Neppure all’intervallo ci ha concesso riposo, abbracciandoci uno ad uno nei corridoi, al bar. Si toglie la giacca giusto alla fine del concerto. Prima, pattugliando i muri dell’auditorium con le locandine, i manifesti, i poster e i murales fotografici dei musicisti esibitisi nei decenni al Cotton (saranno più di cento!), s’era soffermato su ognuno con devozione e affetto: di tutti si ricorda, ha suonato con tutti…
Oggi Lightsey viaggia nel tempo e non smetterà, rilancerà anzi ancora più forte, col suo jazz d’impianto tradizionale eppur fonte di “modernità” e di quelle sorprese che da lui ti aspetti… E tuttavia niente di spaesante, stravagante, funambolico. Con le dita sprint che si muovono con sicura gioia come sul velluto, nelle dinamiche percussive come nelle sospensioni mistiche; e note tante, ma col dovuto infinitesimale silenzio tra loro. E quei suoni determinati - temperati - e indeterminati, e il coesistere di modo maggiore e minore, le dissonanze al cubo, quei riverberi elicoidali ed eleganti. E quel tempismo d’incanto del quartetto, che tutto enfatizza.
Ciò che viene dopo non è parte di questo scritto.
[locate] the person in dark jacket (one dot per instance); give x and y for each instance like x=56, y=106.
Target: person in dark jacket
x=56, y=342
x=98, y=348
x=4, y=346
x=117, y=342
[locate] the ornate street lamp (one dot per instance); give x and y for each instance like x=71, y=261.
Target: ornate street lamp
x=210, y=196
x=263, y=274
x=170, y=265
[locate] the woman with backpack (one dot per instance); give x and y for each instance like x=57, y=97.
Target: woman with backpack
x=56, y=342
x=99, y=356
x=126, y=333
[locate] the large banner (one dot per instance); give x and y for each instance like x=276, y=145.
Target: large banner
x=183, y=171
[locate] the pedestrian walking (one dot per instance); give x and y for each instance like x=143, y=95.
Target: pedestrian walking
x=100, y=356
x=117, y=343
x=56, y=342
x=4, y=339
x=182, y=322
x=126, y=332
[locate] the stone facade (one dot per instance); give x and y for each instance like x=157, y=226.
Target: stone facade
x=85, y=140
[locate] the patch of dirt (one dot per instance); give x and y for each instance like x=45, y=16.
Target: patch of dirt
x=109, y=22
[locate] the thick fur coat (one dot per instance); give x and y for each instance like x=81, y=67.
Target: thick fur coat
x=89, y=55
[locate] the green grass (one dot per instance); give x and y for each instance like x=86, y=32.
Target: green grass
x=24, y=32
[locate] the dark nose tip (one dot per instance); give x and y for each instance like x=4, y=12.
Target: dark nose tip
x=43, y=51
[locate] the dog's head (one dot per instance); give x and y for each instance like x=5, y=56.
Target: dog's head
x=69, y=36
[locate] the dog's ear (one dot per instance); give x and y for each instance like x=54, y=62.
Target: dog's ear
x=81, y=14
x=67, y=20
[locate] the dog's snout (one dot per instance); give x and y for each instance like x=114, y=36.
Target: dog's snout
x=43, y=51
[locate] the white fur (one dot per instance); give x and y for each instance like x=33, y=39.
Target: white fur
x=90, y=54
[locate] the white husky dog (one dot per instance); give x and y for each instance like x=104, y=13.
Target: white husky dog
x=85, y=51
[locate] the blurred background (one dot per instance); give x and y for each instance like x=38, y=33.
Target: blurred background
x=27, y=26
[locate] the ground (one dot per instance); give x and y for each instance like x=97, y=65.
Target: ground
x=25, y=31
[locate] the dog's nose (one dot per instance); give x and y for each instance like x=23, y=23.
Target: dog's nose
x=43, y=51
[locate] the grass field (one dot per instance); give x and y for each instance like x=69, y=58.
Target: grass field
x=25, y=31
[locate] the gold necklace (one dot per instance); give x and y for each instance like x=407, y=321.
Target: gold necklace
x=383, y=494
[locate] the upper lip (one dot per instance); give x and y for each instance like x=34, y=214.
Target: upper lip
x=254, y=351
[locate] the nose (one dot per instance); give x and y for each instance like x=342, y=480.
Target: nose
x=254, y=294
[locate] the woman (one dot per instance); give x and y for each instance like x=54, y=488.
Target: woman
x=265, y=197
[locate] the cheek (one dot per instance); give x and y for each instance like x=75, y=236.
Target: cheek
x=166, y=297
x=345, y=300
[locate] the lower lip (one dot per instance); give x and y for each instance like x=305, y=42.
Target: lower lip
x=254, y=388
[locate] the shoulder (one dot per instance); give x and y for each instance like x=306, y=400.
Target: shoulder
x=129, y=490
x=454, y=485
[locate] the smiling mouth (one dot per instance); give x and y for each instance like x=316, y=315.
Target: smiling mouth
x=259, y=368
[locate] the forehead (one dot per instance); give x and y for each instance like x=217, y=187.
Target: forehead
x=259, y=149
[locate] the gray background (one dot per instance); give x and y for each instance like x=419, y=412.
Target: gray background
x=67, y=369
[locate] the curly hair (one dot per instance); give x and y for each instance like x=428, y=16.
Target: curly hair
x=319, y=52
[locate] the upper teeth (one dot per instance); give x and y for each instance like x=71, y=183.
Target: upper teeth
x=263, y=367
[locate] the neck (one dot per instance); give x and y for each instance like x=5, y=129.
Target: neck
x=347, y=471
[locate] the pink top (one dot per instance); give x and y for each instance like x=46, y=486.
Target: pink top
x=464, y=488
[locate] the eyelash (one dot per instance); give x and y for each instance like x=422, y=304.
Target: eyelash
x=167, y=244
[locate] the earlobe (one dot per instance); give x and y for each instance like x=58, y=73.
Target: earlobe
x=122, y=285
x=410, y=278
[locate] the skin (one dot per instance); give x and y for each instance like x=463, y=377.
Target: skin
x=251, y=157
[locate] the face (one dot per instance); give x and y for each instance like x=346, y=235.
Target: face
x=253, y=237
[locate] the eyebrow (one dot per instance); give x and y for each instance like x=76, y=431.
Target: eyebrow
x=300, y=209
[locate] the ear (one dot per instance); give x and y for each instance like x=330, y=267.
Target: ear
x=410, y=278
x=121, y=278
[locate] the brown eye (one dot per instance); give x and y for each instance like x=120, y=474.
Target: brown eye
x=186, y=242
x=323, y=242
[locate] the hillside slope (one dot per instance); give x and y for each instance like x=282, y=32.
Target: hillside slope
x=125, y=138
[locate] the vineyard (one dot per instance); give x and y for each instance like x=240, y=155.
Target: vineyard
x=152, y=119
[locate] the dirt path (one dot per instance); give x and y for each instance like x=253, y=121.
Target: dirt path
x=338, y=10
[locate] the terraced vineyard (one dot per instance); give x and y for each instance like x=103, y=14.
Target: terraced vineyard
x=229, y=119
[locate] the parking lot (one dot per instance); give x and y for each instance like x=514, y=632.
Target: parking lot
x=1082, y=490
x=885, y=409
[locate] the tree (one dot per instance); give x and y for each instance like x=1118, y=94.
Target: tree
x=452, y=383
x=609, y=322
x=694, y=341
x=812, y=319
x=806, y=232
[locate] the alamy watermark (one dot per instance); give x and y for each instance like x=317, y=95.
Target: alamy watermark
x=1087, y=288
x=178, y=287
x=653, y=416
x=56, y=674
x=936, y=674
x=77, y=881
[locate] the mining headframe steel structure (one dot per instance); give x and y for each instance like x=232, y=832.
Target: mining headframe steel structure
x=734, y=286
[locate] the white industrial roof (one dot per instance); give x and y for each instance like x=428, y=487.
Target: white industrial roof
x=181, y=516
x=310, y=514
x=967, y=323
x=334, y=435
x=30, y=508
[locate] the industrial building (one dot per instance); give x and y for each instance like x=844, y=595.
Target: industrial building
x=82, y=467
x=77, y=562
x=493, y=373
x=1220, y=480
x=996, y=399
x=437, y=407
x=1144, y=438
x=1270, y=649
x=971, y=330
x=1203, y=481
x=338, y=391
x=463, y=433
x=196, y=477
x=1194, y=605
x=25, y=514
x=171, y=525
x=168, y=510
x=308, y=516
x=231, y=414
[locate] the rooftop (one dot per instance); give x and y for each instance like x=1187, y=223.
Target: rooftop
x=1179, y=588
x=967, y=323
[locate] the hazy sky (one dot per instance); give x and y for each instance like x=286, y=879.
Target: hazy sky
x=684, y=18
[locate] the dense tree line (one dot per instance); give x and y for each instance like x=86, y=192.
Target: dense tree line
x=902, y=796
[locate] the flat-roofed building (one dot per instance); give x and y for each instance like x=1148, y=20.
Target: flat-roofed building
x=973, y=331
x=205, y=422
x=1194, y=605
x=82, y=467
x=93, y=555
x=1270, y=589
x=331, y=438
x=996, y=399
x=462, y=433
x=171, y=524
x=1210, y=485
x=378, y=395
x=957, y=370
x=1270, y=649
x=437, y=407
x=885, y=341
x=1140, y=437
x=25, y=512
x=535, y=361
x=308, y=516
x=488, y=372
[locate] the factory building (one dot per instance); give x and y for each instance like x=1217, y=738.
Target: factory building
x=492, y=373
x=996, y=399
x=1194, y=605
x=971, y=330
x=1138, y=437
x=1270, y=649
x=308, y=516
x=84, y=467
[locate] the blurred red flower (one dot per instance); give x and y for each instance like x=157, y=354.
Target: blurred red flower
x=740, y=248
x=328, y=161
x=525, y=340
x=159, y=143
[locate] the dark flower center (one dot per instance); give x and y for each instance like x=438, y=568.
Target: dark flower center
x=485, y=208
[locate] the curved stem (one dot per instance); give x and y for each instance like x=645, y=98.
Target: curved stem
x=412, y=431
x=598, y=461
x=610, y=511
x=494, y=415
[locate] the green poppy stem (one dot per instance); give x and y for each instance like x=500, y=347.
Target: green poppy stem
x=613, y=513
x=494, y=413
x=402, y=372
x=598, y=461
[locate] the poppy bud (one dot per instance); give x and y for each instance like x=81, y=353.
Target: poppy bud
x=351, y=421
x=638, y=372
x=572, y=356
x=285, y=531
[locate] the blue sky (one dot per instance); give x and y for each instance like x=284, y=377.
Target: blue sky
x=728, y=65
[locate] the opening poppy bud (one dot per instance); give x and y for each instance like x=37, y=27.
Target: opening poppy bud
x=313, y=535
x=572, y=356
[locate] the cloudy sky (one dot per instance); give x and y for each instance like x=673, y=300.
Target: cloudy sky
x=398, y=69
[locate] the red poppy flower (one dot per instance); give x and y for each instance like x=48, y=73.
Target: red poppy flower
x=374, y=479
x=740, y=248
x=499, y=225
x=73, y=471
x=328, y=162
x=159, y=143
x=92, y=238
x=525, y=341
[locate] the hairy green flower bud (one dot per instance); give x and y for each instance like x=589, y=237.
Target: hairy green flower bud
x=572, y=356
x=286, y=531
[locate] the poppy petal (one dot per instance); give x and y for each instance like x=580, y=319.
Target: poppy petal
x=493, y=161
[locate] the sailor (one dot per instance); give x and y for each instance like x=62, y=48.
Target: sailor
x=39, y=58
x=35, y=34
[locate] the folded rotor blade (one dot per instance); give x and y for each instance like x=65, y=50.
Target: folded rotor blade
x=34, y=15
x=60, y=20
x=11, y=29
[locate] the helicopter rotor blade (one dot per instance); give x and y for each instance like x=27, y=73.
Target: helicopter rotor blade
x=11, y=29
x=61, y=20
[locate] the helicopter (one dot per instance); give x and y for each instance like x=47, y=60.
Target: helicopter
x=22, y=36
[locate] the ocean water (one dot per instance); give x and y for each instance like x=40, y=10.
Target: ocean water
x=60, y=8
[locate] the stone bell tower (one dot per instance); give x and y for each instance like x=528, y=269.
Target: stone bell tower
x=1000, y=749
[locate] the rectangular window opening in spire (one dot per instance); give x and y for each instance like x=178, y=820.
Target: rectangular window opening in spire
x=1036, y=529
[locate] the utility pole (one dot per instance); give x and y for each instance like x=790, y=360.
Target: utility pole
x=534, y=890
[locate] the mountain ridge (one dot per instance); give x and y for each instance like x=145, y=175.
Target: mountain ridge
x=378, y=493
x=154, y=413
Per i tre, lo spartito è lui, comunicatore naturale che “vede” la musica prima di sentirla. Però attenti a quei 3, relativamente giovanissimi, ma tutt’altro che comparse.
Il composto Novakov alla batteria, gli occhi puntati su Lightsey a intuirne e sottolinearne le invenzioni, le sue “riflessioni” sui piatti, le sue raffiche-di-pace morbide, i suoi pensieri sorridenti, sempre al tempo giusto.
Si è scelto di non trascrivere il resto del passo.